India Pilih Rangkul Dolar Daripada Mata Uang BRICS, Ini adalah Alasannya

JAKARTA – Dalam rangkaian insiden yang digunakan cukup mengejutkan, salah satu negara BRICS – India, telah dilakukan mengumumkan niatnya merangkul Presiden terpilih Negeri Paman Sam Donald Trump serta dolar Negeri Paman Sam ketimbang mata uang baru yang tersebut berada dalam dikembangkan blok tersebut.
Seperti diketahui, di sebuah unggahan di area sistem media sosialnya akhir tahun lalu, Trump menyatakan akan mengenakan tarif pada negara-negara BRICS. Peringatan yang dimaksud ditujukan terhadap negara-negara di dalam belahan bumi selatan yang dimaksud mencoba menciptakan mata uang perdagangan merek sendiri. Selama masa kampanye kepresidenannya, Trump pun terus menekankan pentingnya mempertahankan status global dolar AS.
Dengan terpilihnya Trump, India dilaporkan sudah pernah menyerukan untuk meningkatkan kekuatan kerja mirip dengan Amerika Serikat. Secara khusus, India telah terjadi menyatakan dengan jelas keinginan dia untuk meningkatkan kekuatan hubungan perekonomian dengan Barat.

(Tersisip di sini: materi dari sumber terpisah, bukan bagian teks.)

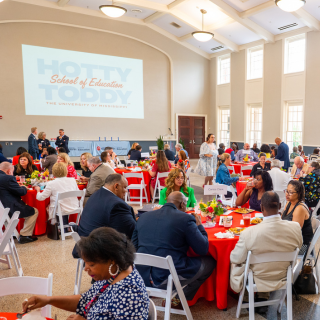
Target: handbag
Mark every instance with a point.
(52, 231)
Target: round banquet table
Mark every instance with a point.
(147, 178)
(217, 285)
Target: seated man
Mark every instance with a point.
(10, 196)
(99, 174)
(271, 235)
(246, 151)
(171, 231)
(107, 208)
(299, 168)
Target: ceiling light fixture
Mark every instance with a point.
(203, 36)
(113, 11)
(290, 5)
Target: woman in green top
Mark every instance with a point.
(176, 181)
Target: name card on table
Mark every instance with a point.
(215, 189)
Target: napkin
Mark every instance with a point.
(224, 235)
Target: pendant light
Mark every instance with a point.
(113, 11)
(203, 36)
(290, 5)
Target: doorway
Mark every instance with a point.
(192, 132)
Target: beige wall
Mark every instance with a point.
(176, 79)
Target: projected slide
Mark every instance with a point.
(69, 83)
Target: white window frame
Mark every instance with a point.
(250, 51)
(250, 107)
(221, 109)
(287, 52)
(289, 104)
(219, 60)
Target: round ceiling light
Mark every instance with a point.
(202, 36)
(290, 5)
(113, 11)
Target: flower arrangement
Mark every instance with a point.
(211, 209)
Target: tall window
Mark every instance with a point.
(255, 63)
(294, 124)
(254, 124)
(224, 69)
(295, 50)
(225, 126)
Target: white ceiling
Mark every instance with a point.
(229, 20)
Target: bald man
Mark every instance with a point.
(171, 231)
(283, 153)
(10, 196)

“Kami menantikan keterlibatan yang tersebut sangat mendalam dan juga substantif dengan pemerintahan Amerika Serikat yang baru,” kata Menteri Perdagangan India, seperti dilansir Watcher Guru, diambil Mingguan (5/1/2025).

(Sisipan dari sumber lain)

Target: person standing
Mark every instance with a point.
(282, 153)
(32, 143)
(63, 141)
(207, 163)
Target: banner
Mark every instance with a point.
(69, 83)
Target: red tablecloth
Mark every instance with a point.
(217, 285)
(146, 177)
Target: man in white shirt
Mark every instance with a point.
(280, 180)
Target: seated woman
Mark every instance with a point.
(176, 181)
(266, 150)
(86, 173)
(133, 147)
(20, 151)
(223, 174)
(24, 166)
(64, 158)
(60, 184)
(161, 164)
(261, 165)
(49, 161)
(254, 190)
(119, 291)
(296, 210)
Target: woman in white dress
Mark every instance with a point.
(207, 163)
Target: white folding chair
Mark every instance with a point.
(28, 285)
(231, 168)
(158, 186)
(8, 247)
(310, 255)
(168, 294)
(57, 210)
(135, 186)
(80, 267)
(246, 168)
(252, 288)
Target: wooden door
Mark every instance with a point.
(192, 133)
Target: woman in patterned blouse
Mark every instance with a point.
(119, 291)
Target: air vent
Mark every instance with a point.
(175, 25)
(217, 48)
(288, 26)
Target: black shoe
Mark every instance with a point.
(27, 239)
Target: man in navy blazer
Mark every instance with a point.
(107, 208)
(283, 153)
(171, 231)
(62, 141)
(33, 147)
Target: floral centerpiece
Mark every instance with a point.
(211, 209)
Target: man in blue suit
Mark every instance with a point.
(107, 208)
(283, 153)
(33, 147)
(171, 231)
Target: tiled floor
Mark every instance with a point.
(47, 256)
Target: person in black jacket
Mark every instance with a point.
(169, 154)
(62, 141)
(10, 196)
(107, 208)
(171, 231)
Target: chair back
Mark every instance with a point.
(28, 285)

Langkah India yang dimaksud dinilai mempunyai alasan kuat. Bisnis di tempat India membutuhkan dolar Amerika Serikat untuk bertahan hidup oleh sebab itu mata uang yang dimaksud memberikan keamanan selama turbulensi ekonomi. Sementara itu, mata uang BRICS dinilai semata-mata akan menguntungkan China lalu Rusia yang dimaksud menggunakan blok yang disebutkan sebagai batu loncatan untuk melanjutkan jadwal dominasi global mereka, di tempat mana rusia sedang berjuang pada bawah tekanan sanksi Barat, juga China sedang bersaing dengan dolar Amerika Serikat di area tingkat global.
Di sisi lain, India justru sangat membutuhkan dolar oleh sebab itu mempunyai hubungan dekat dengan Amerika Serikat melalui sektor TI, perbankan, lalu perdagangan. Produk Domestik Bruto India yang mana kuat juga membutuhkan dukungan dolar Amerika Serikat akibat rupee jatuh ke titik terendah baru. Mata uang bersatu BRICS yang baru diyakini dapat merusak prospek India untuk menjadi ekonomi terbesar ketiga pada dunia.
Menteri Luar Negeri India S Jaishankar telah dilakukan berulang kali menyatakan bahwa negara itu tak menentang dolar AS. Ia menegaskan bahwa India akan bekerja sejenis erat dengan Amerika Serikat serta tidaklah merusak prospek dolar. Ketidaksesuaian dengan arah ekonominya dinilai menyebabkan India terkesan enggan mengikuti jadwal pembentukan mata uang bersatu BRICS.